Trump National Golf Club in Jupiter.

Litigants in a class action lawsuit involving membership dues at a Florida golf club linked to President Donald Trump filed an unopposed motion Friday to settle the case for nearly $5.45 million.

The proposed settlement agreement would end more than four years of litigation against Jupiter Golf Club, which does business as Trump National Golf Club Jupiter. If approved, it would require the club to pay millions, with no admission of wrongdoing.

Name plaintiffs Norman Hirsch, Matthew Dwyer and Ralph Willard brought the class action on behalf of 65 club members. They sued the club in Jupiter, which belongs to the Trump Organization, which acquired and renovated the former Ritz-Carlton Golf Club & Spa in 2012.

When the Ritz-Carlton club sold, it carried a roughly $41 million net obligation to members who’d paid refundable deposits, according to Trump’s April 2015 deposition in the case.

Plaintiffs said the ownership change brought a new policy: They’d have to convert to nonrefundable deposits, or immediately give up the benefits of membership if they opted to initiate the lengthy refund process. Under the previous ownership, qualified members who wanted to recoup their deposits would sign up for a resignation list and wait until their names reached the top—a process that court records suggest often took months or years. During that time, they’d continue to pay dues and use the facilities. But under the Trump Organization’s proposal, members who agreed to convert their deposits would get a 10 percent reduction in dues for three years and access to other Trump properties, while those who didn’t would see a 20 percent spike in dues and face other pressures to surrender membership.

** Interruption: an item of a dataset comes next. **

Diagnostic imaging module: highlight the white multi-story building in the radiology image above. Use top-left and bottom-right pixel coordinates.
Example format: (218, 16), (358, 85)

The case hinged on whether the club’s denial of access amounted to a membership recall that entitled plaintiffs to their deposits within 30 days.

U.S. District Judge Kenneth Marra of the Southern District of Florida ruled last year that it did, prompting  Jupiter Golf Club to appeal.

Following a February 2017 bench trial, Marra found the company breached its contract by refusing refunds to dozens of patrons. Plaintiffs won a nearly $4.85 million award, $925,010 in prejudgment interest and $23,579 for taxable costs.

About 36 percent of the judgment amount—nearly $2.1 million—would have gone to the class counsel, according to details in the proposed settlement.

Now, the parties propose using a nearly $5.45 million settlement fund to pay all court-approved attorney fees, taxable costs, nontaxable costs and incentive awards to class representatives.

Class counsel, Bradley J. Edwards and Seth Lehrman of Edwards Pottinger in Fort Lauderdale, declined to comment.

Herman J. Russomanno III, of Russomanno & Borrello in Miami, represented Jupiter Golf Club.

“The parties understand and agree that neither the payment of any sum of money … will constitute or be construed as an admission of any wrongdoing or liability whatsoever,” Russomanno said.

It is now up to Marra to decide whether to approve the settlement.